Die Boxerin Imane Khelif steht am linken Bildrand, sie trägt rote Boxkleidung und Handschuhe, den rechten Arm hat sie angewinkelt, den linken ausgestreckt. Ihr Haar ist zu Braids geflochten. Credit:

Imane Khelif: Keine sportliche Debatte

Das Achtelfinale im Boxen zwischen Imane Khelif und Angela Carini bei den Olympischen Spielen dauert nur 46 Sekunden. Was folgt ist ein Kulturkampf, der geprägt ist von Vorurteilen und Desinformation.
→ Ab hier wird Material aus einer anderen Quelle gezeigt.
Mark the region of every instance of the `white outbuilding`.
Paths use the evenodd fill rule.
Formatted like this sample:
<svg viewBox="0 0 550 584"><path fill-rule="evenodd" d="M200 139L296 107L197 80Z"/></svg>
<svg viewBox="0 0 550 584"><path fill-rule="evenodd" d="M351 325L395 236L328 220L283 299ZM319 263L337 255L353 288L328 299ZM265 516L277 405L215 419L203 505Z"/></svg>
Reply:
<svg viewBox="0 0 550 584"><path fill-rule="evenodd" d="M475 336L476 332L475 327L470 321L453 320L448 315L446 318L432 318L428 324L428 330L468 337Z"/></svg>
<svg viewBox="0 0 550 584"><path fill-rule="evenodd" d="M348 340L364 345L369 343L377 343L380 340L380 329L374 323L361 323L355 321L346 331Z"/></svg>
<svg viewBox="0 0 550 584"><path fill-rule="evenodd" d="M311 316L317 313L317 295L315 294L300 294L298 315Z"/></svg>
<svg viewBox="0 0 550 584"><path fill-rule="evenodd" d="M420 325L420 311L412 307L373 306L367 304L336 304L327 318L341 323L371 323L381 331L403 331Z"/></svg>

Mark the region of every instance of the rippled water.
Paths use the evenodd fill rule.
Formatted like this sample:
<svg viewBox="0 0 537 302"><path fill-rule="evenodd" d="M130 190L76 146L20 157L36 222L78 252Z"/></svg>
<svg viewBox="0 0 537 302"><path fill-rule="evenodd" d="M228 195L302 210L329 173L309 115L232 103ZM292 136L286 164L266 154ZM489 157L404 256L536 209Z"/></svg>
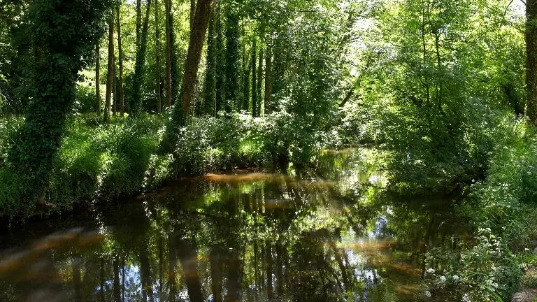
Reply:
<svg viewBox="0 0 537 302"><path fill-rule="evenodd" d="M13 227L1 301L415 301L442 200L382 194L368 150L301 177L235 171ZM448 238L448 239L446 239Z"/></svg>

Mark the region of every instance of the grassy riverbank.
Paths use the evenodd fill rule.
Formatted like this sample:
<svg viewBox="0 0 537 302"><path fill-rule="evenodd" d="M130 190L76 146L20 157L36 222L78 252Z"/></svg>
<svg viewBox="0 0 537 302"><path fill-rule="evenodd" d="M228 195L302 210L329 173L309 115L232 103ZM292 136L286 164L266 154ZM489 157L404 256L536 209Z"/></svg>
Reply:
<svg viewBox="0 0 537 302"><path fill-rule="evenodd" d="M110 124L94 115L69 120L42 203L48 210L69 210L77 203L111 199L152 190L179 176L252 166L306 163L334 141L315 131L292 131L294 117L234 115L194 118L177 135L171 153L160 150L166 115L115 117ZM0 208L4 216L31 215L36 205L21 202L24 187L10 166L9 150L20 139L24 120L11 117L0 129ZM315 141L310 143L310 141Z"/></svg>

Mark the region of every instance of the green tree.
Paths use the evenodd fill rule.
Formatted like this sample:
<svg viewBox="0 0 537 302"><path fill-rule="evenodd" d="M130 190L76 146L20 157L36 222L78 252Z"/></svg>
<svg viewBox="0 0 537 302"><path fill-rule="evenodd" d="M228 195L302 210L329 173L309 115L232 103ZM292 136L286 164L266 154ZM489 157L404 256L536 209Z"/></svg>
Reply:
<svg viewBox="0 0 537 302"><path fill-rule="evenodd" d="M20 200L30 205L48 182L74 100L77 73L84 66L83 58L94 49L102 32L99 21L111 4L108 0L35 0L30 5L34 98L27 108L22 142L10 156L27 185Z"/></svg>
<svg viewBox="0 0 537 302"><path fill-rule="evenodd" d="M236 108L240 94L241 55L239 50L238 14L229 4L226 14L226 112Z"/></svg>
„Eine Lüge ist bereits dreimal um die Erde gelaufen, bevor die Wahrheit die Schuhe anzieht“, dieses Zitat wird Mark Twain zugeschrieben. In Zeiten von Internet und Social Media kommt bei der Verbreitung von Fake News zu Geschwindigkeit auch die schiere Masse: Weil falsche Meldungen ungeprüft übernommen und geteilt werden, gehen Fakten einfach unter.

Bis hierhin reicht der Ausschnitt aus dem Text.